Taiwan’s opposition-dominated legislature on Friday approved a special defense budget worth 780 billion New Taiwan dollars ($24.8 billion), rejecting a larger package favored by the government.
The legislation funds NTD 300 billion worth of arms sales that have already been approved by the U.S. Congress, with a provision to fund an additional NTD 480 billion in arms purchases once Washington provides a letter of offer and acceptance, or LOA.
The Legislative Yuan approved the measure over a competing NTD 1.25 trillion ($40 billion) special defense budget proposed by the government, which would have funded eight years of weapons purchases from the U.S. plus local procurements including the development of a domestic drone industry.

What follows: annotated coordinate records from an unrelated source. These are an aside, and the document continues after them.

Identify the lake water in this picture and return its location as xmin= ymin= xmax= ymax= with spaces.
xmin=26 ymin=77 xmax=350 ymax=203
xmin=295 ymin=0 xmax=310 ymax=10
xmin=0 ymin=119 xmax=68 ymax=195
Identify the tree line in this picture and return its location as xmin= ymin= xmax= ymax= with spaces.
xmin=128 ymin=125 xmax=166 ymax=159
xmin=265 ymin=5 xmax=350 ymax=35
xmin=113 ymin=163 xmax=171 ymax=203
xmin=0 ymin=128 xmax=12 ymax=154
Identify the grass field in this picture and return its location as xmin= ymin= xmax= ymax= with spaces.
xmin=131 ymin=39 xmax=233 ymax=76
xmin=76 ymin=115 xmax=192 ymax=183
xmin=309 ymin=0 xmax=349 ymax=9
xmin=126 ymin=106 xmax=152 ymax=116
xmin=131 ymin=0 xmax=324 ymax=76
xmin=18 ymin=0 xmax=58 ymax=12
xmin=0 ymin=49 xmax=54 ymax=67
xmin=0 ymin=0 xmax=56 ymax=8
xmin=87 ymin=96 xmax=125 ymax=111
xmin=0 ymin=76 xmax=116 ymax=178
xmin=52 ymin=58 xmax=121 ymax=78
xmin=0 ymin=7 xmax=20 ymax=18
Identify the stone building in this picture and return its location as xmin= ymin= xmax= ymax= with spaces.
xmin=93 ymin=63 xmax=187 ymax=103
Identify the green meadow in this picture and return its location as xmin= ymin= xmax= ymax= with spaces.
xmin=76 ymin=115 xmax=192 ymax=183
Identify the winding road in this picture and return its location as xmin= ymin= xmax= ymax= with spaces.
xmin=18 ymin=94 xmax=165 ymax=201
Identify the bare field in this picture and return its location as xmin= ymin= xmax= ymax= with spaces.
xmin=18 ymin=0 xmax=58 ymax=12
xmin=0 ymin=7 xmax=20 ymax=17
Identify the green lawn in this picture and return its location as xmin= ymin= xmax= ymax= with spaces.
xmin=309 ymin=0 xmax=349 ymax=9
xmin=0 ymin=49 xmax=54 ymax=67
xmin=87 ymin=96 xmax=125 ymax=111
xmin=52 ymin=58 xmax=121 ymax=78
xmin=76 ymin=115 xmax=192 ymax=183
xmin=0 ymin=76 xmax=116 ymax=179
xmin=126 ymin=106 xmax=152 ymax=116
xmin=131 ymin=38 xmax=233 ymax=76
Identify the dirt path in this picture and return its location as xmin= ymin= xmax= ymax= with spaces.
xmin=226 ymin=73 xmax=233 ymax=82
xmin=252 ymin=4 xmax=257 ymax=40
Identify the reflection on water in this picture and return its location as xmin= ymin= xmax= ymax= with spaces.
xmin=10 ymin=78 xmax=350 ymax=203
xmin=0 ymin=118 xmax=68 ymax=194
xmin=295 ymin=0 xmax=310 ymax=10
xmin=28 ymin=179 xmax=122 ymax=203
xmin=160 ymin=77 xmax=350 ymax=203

The bill passed with 59 votes from the opposition Chinese Nationalist Party (KMT) and Taiwan People’s Party (TPP) in favor and 48 members of the Democratic Progressive Party (DPP) abstaining, effectively capping the special defense budget at NTD 780 billion and tethering it strictly to U.S.-certified sales.
Despite falling short of the spending level that President Lai Ching-te’s (賴清德) government had asked for, the budget passed today represents the largest in Taiwan’s history. Both special defense budgets passed under Lai’s predecessor Tsai Ing-wen (蔡英文) from 2016 to 2024, when the DPP also controlled the legislature, each carried a total price tag of around NTD 240 billion.

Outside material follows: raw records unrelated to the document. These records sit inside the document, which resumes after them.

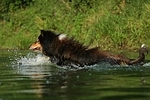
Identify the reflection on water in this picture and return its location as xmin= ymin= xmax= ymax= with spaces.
xmin=0 ymin=50 xmax=150 ymax=100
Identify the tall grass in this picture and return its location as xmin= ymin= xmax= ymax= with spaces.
xmin=0 ymin=0 xmax=150 ymax=50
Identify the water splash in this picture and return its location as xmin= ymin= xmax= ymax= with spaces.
xmin=12 ymin=53 xmax=51 ymax=66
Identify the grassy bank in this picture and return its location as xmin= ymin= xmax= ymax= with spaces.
xmin=0 ymin=0 xmax=150 ymax=50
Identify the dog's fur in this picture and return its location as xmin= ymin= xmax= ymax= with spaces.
xmin=30 ymin=30 xmax=148 ymax=66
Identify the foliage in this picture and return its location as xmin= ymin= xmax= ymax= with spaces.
xmin=0 ymin=0 xmax=150 ymax=50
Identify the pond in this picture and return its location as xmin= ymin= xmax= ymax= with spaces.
xmin=0 ymin=50 xmax=150 ymax=100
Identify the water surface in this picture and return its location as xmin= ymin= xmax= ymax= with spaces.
xmin=0 ymin=50 xmax=150 ymax=100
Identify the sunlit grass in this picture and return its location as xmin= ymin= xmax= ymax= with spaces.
xmin=0 ymin=0 xmax=150 ymax=51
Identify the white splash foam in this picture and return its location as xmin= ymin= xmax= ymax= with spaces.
xmin=16 ymin=53 xmax=51 ymax=66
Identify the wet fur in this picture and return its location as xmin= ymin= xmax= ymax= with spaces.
xmin=29 ymin=30 xmax=148 ymax=66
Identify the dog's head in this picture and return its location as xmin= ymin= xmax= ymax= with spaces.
xmin=29 ymin=40 xmax=43 ymax=52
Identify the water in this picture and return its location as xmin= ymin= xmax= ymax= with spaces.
xmin=0 ymin=50 xmax=150 ymax=100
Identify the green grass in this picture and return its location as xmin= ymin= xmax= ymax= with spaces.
xmin=0 ymin=0 xmax=150 ymax=51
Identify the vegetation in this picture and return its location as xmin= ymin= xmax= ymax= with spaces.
xmin=0 ymin=0 xmax=150 ymax=50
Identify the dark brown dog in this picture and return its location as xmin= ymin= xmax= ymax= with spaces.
xmin=30 ymin=30 xmax=148 ymax=66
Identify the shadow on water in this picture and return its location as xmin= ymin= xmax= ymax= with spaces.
xmin=0 ymin=51 xmax=150 ymax=100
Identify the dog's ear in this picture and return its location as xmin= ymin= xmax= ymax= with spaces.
xmin=58 ymin=34 xmax=67 ymax=41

Speaking before the vote, KMT lawmaker Lai Shyh-bao (賴士葆) noted that Taiwan’s defense budget already exceeds 3% of GDP. “To say not a single cent can be cut from a 1.25 trillion [NTD] special budget is emotional blackmail,” he said, using a Chinese term for a pickup artist.
Another KMT legislator, Niu Hsu-ting (牛煦庭), said his party was not against U.S. arms sales, which “have clear procedures and prices,” but did not understand why the portion on domestic procurements was so expensive. “No LOA, no budget. Not a single cent can be touched without that document.”
DPP lawmaker Puma Shen (沈伯洋) expressed frustration that the opposition had removed funding for key items, including domestic drone manufacturing, integrated air defense, and command and control. “The items they’ve cut today are the most crucial ones in this entire arms procurement process.”
Correction: A previous version of this story reported that 51 members of the DPP voted against against the bill. In fact, DPP legislators cast 51 votes against motions during the bill’s second reading, one limiting procurement items to specific U.S. arms packages, the other capping the budget at NTD 780 billion. For the final vote on the full bill during the third reading, 48 members of the DPP abstained.